Жёсткая мужская ладонь переместилась на живот цыганки, чувствуя, как ворочается там, внутри, живое. Тристан много раз отнимал чужие жизни, значительно чаще, чем сохранял или, тем паче, оказывался причастным к их сотворению. Это незнакомое биение под пальцами против воли притягивало его, пробиваясь сквозь природную злобу и равнодушие.
— Приляг, — сказал он Эсмеральде и, когда та, чуть повозившись, устроилась на боку в глубине алькова, сам укрыл её одеялом, лёг рядом, снова положив ладонь ей на живот. С юго-запада, с Пиренеев, прилетел неистовый ветер. Двое в маленькой спальне слышали, как он снаружи колотится в оконный переплёт, тоскливо, как бездомный пёс, стенает в трубах. От тепла, от темноты снаружи, от лакающего масло светильника на окне становилось им ещё уютнее. Двое, разные происхождением, характером, воспитанием, но неразрывно связанные. Двое, соединённые причудливым капризом судьбы. Возможно, о лучшей участи нечего было и мечтать им.
Смежив веки, Эсмеральда попробовала в мельчайших подробностях вспомнить встречу с матерью, её сбивчивое бормотание, представить, что крылось за ним. За потоком материнских ласк и поцелуев, которых она не помнила, но знала по рассказам вретишницы, ей представлялась и другая, не столь приглядная картина. Эсмеральда многое повидала в таборе и во Дворе чудес. Она знала, как и чем живут уличные женщины. Они приходили, чужие мужчины, молодые и пожилые, в лачугу на улице Великой скорби, жадно, бесстыдно насыщались телом её матери — и всё это совершалось рядом с детской колыбелью. Утолив голод, визитёры убирались восвояси, оставив плату, уходившую в первую очередь на чепчики да распашонки, а потом уж на дрова и провизию. Вот каким ремеслом Пакетта Шантфлери добыла материал на расшитые башмачки! Эсмеральда ни в чём не винила мать, но благодарила небо за то, что её собственную дочь — если действительно родится дочь — ждёт иная доля. И разве же достанется ей хоть каплей меньше материнского обожания, чем сыну?
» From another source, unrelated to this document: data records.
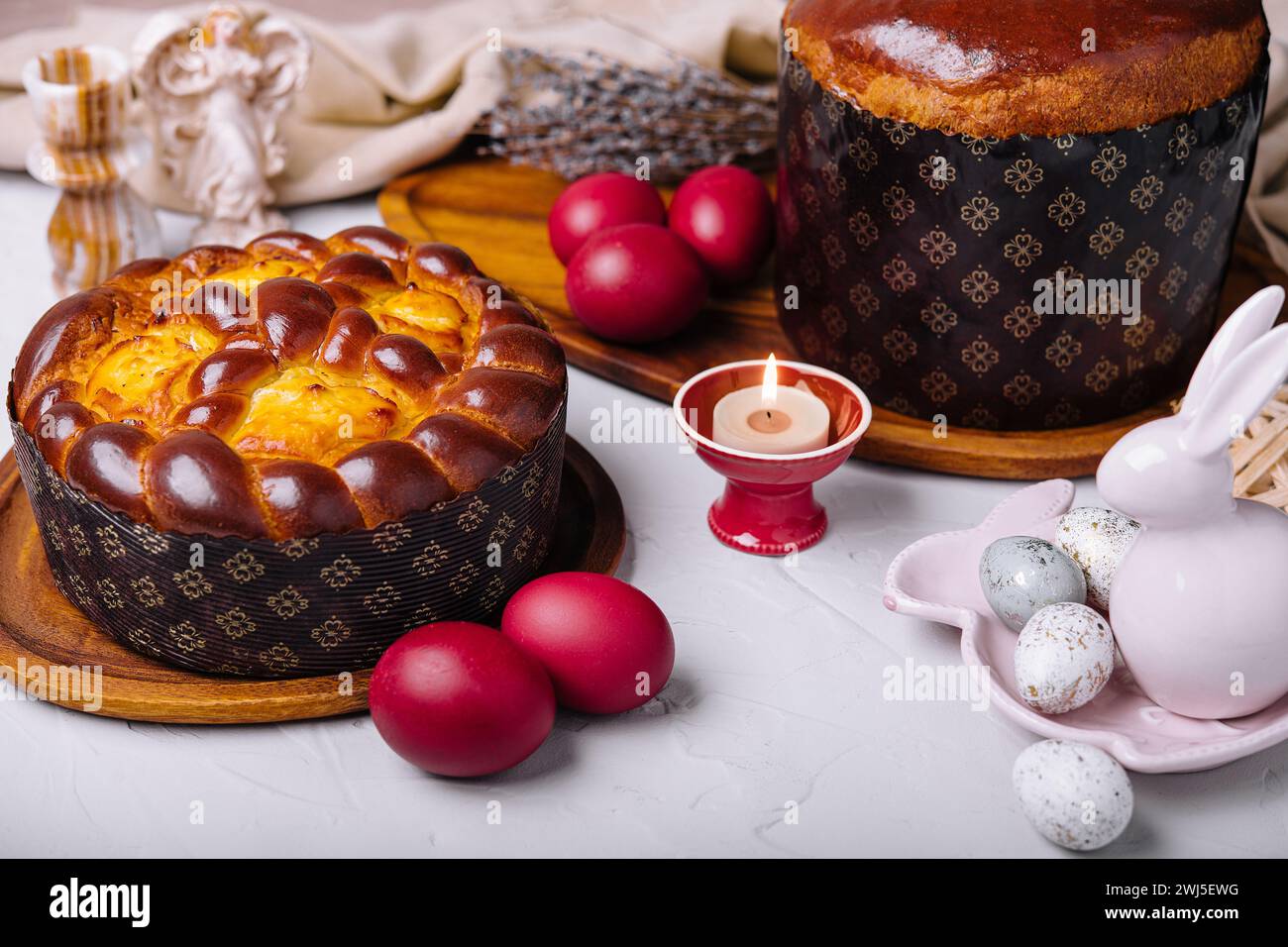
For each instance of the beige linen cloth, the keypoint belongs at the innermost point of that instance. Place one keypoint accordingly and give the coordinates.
(402, 89)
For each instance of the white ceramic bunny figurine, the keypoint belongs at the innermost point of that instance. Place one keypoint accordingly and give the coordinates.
(1199, 603)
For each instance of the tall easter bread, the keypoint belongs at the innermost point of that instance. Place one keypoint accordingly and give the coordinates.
(1013, 215)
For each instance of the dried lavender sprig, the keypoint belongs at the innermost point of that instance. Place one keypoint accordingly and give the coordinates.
(578, 115)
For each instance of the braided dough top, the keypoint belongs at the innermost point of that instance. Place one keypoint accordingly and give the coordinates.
(288, 388)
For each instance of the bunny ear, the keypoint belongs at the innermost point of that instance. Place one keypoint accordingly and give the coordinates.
(1245, 325)
(1237, 393)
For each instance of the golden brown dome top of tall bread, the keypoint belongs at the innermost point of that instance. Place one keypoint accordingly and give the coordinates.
(288, 388)
(1005, 67)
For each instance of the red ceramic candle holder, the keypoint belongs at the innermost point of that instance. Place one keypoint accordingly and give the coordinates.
(768, 505)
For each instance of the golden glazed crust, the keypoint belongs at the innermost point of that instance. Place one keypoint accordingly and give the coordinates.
(288, 388)
(1006, 67)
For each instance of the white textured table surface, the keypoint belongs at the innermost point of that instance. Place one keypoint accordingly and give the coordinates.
(776, 698)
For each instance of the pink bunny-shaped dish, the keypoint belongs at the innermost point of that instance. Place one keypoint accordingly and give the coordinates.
(1199, 603)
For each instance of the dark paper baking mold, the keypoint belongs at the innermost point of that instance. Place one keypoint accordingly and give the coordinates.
(297, 607)
(921, 287)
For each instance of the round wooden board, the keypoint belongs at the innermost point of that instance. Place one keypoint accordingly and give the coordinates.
(40, 629)
(497, 214)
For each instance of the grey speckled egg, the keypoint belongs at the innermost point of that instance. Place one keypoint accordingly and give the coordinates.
(1076, 795)
(1098, 540)
(1021, 574)
(1063, 657)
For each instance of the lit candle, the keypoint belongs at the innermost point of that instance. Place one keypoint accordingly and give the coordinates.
(772, 418)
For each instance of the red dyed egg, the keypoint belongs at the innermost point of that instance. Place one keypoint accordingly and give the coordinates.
(605, 644)
(635, 283)
(595, 204)
(725, 214)
(458, 698)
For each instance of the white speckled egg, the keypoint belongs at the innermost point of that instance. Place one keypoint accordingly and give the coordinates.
(1076, 795)
(1063, 657)
(1021, 574)
(1098, 540)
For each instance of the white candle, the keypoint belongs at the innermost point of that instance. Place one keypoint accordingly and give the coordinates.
(771, 418)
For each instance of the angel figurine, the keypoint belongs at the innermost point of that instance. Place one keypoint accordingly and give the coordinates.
(217, 91)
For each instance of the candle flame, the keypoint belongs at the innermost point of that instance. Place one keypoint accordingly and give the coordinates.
(769, 386)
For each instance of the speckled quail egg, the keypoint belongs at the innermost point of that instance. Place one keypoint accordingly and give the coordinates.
(1098, 540)
(1076, 795)
(1021, 574)
(1063, 657)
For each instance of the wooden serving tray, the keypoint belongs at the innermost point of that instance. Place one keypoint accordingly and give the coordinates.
(497, 214)
(40, 629)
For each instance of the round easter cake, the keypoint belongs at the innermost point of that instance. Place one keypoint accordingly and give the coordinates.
(274, 459)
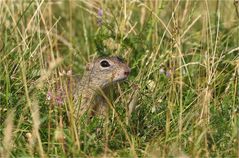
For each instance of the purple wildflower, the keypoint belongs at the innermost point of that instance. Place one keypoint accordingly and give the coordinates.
(59, 100)
(161, 71)
(100, 15)
(168, 74)
(49, 95)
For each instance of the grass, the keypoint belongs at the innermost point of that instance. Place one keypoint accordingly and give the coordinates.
(181, 99)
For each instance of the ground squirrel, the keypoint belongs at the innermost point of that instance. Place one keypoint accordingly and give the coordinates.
(98, 74)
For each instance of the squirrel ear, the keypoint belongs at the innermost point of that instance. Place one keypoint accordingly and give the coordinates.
(89, 66)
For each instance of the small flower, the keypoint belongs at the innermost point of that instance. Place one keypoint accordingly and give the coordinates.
(100, 15)
(161, 71)
(49, 95)
(168, 74)
(59, 100)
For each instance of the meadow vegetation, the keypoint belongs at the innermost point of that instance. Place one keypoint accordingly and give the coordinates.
(181, 99)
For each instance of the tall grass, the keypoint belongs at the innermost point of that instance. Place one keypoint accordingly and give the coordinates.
(181, 98)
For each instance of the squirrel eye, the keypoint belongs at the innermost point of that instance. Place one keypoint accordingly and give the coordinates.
(104, 63)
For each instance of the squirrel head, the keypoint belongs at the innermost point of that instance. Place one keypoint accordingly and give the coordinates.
(106, 70)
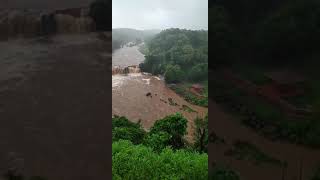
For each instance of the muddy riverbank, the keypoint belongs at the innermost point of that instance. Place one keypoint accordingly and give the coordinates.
(130, 99)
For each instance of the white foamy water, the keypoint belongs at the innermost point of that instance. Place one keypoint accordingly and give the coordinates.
(120, 79)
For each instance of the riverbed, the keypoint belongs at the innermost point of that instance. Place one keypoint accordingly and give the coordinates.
(129, 94)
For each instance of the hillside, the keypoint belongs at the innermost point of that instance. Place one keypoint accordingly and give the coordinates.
(121, 36)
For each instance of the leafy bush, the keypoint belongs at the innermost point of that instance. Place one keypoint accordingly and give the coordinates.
(201, 134)
(158, 141)
(175, 125)
(122, 128)
(140, 162)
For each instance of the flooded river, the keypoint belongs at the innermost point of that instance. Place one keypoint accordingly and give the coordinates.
(129, 94)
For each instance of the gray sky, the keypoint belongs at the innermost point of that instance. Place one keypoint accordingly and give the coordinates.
(160, 14)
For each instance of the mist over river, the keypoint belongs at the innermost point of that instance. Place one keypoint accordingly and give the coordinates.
(129, 94)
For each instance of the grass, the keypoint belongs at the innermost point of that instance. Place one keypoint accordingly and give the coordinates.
(245, 151)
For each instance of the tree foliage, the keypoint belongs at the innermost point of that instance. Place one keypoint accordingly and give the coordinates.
(140, 162)
(174, 52)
Светильник, допив масло, моргнул в последний раз и фитиль его погас. На болота легла глубокая ночь, а ветер с Пиренеев всё ещё ярился над ними, трепал и клонил к земле деревья, силился повалить изгороди. К утру он, выдохшись, затих. Обитатели маленького замка безмятежно спали, убаюканные каждый своею мечтой.
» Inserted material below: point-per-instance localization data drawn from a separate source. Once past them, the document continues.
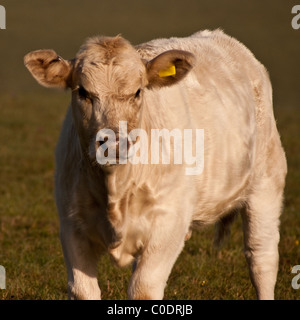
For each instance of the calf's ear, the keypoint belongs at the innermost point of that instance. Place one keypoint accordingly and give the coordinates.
(49, 69)
(168, 68)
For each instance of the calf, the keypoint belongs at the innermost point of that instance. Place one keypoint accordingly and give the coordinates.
(140, 211)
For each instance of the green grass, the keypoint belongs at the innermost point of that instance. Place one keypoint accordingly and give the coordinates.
(31, 117)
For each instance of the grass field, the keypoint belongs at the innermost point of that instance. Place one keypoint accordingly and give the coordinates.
(31, 117)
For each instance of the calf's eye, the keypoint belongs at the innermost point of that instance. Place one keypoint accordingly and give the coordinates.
(83, 94)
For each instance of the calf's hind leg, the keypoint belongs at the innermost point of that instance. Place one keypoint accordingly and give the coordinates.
(261, 236)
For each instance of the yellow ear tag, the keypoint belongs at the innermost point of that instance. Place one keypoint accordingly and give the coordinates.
(167, 72)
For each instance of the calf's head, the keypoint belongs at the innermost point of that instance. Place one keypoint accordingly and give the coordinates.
(108, 79)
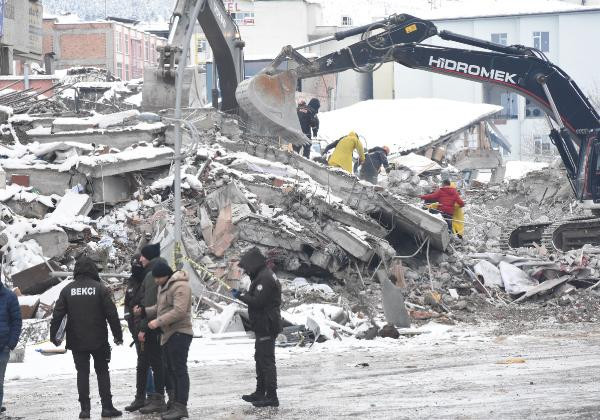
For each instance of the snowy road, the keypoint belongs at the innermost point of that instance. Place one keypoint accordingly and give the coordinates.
(451, 374)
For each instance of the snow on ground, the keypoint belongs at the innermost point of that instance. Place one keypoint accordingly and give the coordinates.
(367, 11)
(212, 350)
(516, 169)
(402, 124)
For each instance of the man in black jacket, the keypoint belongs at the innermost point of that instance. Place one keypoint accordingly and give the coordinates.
(134, 296)
(264, 301)
(151, 354)
(88, 305)
(374, 160)
(309, 123)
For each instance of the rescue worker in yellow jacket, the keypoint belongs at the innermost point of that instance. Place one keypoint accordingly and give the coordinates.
(344, 148)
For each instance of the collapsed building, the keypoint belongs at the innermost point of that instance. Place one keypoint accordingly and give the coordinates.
(351, 256)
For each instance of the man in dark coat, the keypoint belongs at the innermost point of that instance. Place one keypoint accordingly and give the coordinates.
(88, 305)
(309, 123)
(151, 355)
(264, 301)
(134, 297)
(447, 196)
(374, 160)
(10, 330)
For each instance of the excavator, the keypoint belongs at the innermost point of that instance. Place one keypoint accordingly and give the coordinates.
(223, 36)
(267, 100)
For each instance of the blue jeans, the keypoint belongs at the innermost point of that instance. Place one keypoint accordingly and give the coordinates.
(4, 356)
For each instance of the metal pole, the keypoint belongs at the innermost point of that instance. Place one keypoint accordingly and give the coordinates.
(179, 89)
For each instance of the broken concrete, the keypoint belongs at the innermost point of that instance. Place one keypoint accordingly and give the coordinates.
(54, 243)
(362, 197)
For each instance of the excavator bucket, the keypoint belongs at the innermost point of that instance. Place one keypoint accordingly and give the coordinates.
(158, 92)
(269, 103)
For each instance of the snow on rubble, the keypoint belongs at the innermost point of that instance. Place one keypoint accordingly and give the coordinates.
(402, 124)
(340, 247)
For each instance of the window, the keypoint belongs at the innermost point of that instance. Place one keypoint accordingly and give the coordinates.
(541, 41)
(532, 110)
(543, 146)
(499, 39)
(243, 18)
(508, 100)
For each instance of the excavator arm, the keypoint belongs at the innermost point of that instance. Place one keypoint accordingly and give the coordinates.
(269, 97)
(223, 36)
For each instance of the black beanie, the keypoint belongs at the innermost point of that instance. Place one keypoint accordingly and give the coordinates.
(162, 269)
(151, 251)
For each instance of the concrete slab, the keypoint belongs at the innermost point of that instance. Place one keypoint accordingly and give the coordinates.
(54, 243)
(362, 197)
(349, 241)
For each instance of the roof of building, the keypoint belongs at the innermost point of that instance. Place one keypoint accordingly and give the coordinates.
(404, 124)
(366, 11)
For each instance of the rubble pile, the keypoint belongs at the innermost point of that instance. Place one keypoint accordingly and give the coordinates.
(354, 260)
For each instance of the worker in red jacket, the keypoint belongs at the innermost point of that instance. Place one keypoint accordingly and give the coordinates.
(447, 196)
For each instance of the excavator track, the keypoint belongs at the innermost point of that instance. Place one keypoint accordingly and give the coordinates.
(520, 236)
(563, 235)
(572, 234)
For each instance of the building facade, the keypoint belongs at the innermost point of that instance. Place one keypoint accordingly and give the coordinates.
(122, 49)
(20, 34)
(567, 38)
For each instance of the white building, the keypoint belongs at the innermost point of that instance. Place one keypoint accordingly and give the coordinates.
(566, 33)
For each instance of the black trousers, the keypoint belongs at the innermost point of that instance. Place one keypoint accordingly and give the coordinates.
(82, 364)
(305, 150)
(175, 352)
(266, 371)
(150, 355)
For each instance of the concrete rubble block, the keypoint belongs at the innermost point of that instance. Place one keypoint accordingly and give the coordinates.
(31, 209)
(362, 197)
(490, 273)
(112, 190)
(352, 243)
(263, 231)
(47, 181)
(28, 305)
(53, 243)
(223, 235)
(36, 279)
(515, 280)
(72, 204)
(394, 308)
(238, 212)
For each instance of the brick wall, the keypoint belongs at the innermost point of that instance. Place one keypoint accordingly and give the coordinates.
(87, 46)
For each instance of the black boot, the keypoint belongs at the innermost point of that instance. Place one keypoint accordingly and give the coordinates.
(270, 400)
(171, 401)
(137, 403)
(108, 410)
(177, 412)
(86, 407)
(255, 396)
*Донжон — главная башня замка, обычно не приспособленная для жилья и несущая военное или символическое предназначение. Часто там же располагались оружейная, колодец и склады продовольствия.
**Годоны — от английского «God damn!», презрительное прозвище, данное англичанам французами.
========== Эпилог ==========
— Девочка, госпожа Агнесса! И до чего же хорошенькая!
Младенец, едва появившись на свет, был тут же искупан, насухо вытерт куском льняной ткани, растёрт розовым маслом и туго запелёнут. Сильные, грубые на вид, но ловкие руки повитухи, принявшие не один десяток новорожденных, протягивали Эсмеральде маленький тугой свёрток. Она же едва нашла в себе силы повернуть голову. Измотанная долгими часами тянущей боли, то отступавшей, то вновь накатывающей, истерзанная спазмами, словно разрывающими тело изнутри, изнурённая боязнью смерти, она лежала безучастно. Всё началось глухою ночью, а сейчас время перевалило за полдень, весеннее солнце вовсю сияло за окном. А ведь она даже позабыла, как страстно желала ребёнка — ей было страшно, страшно, страшно. И она кричала, моля о помощи.
Как мучительно и долго умирали цыганки от родильной горячки, как они метались в забытьи по соломенной подстилке! Матиас Гуниади Спикали приказывал ухаживать за ними, им выпаивали травяные настои, но огневица всё равно пожирала их. А вдруг и она, Эсмеральда, тоже умрёт, не сейчас, так потом?